A Time For The Ordinary

black leaders

I help lead a non-profit called National Builders Guild aka NBG. One of the missions of the organization is mentoring and training young black men to be leaders in their community from a base of high ethics.  As part of my responsibilities, I interview candidates that aspire to join and check their character references. A few weeks back, I was given a list of references for a young man by the name of Elijah Shuler. He was 22 years old and had done some time in prison but had been recently released and was looking to make a change. While in process of checking his references, he came up missing. His mother said he left for work one evening and after a couple of days he had not returned home and there had been no communication. She contacted the authorities, hoping that they would assist her in finding her son.
After week two, and hearing no word from the authorities, friends and family began to pass out flyers in the surrounding neighborhood. A lead came in from the flyers on an abandoned car that fit the description of the one Elijah drove. The mother and a close friend of the family went to the site to check it out. Upon confirming that it was Elijah’s car, they notified the police. In the meantime, the mother and friend inquired with the residents near where the car was found as to how long it had been there. The car had been there for two weeks. Near the house where the car was parked, there was an extremely foul order coming from the woods. The friend helping Elijah’s mother asked the home owner if he could go investigate the smell. An hour had passed since the initial call for police and no authorities had arrived on the scene. As you have probably assumed, the foul odor was Elijah’s decaying body that had been dumped in the woods.

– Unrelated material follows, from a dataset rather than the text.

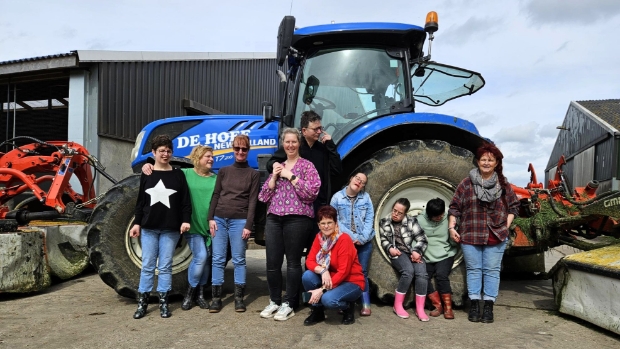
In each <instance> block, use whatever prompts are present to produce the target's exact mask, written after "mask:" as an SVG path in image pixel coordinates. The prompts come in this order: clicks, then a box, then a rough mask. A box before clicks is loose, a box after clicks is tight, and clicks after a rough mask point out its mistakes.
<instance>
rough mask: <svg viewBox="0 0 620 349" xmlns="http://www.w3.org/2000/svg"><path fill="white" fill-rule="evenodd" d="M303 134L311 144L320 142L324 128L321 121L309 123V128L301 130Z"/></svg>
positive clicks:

Considering his pass and the company he used to keep, it is suspected that his past caught up to him in a horrible way. All this reeks of yet another scene of a black on black crime. Upon finding the body of Elijah Shuler, the residents began calling the police themselves. By accounts of people present, it took an additional two hours before the authorities finally arrived.
Black lives first have to matter to black people. There needs to be more gathering at the dinner table than gathering at the court house. There needs to be more rallying in the living room than in the streets. The black race does not need another “Great one” to lead them. Instead, the ordinary black man needs to love himself.  He needs to love himself in the black people around him. He needs to love his sister, cherish his wife and daughter, and honor his mother. He needs to love his brother, reverence his father, and raise his sons. He needs to focus his energy on casting down the enemies within, the self-hate, the low self-esteem, the ignorance and the false identity given to him from his oppressors. He needs to embrace the wisdom and counsel left by the “Great ones” that have already passed through. He needs to return to the universal laws of the Creator and become identified again with his divine roots as an offspring of God the Father through Yeshua the Messiah. Then the enemy outside will be of no consequence, then and only then will he be Free At Last.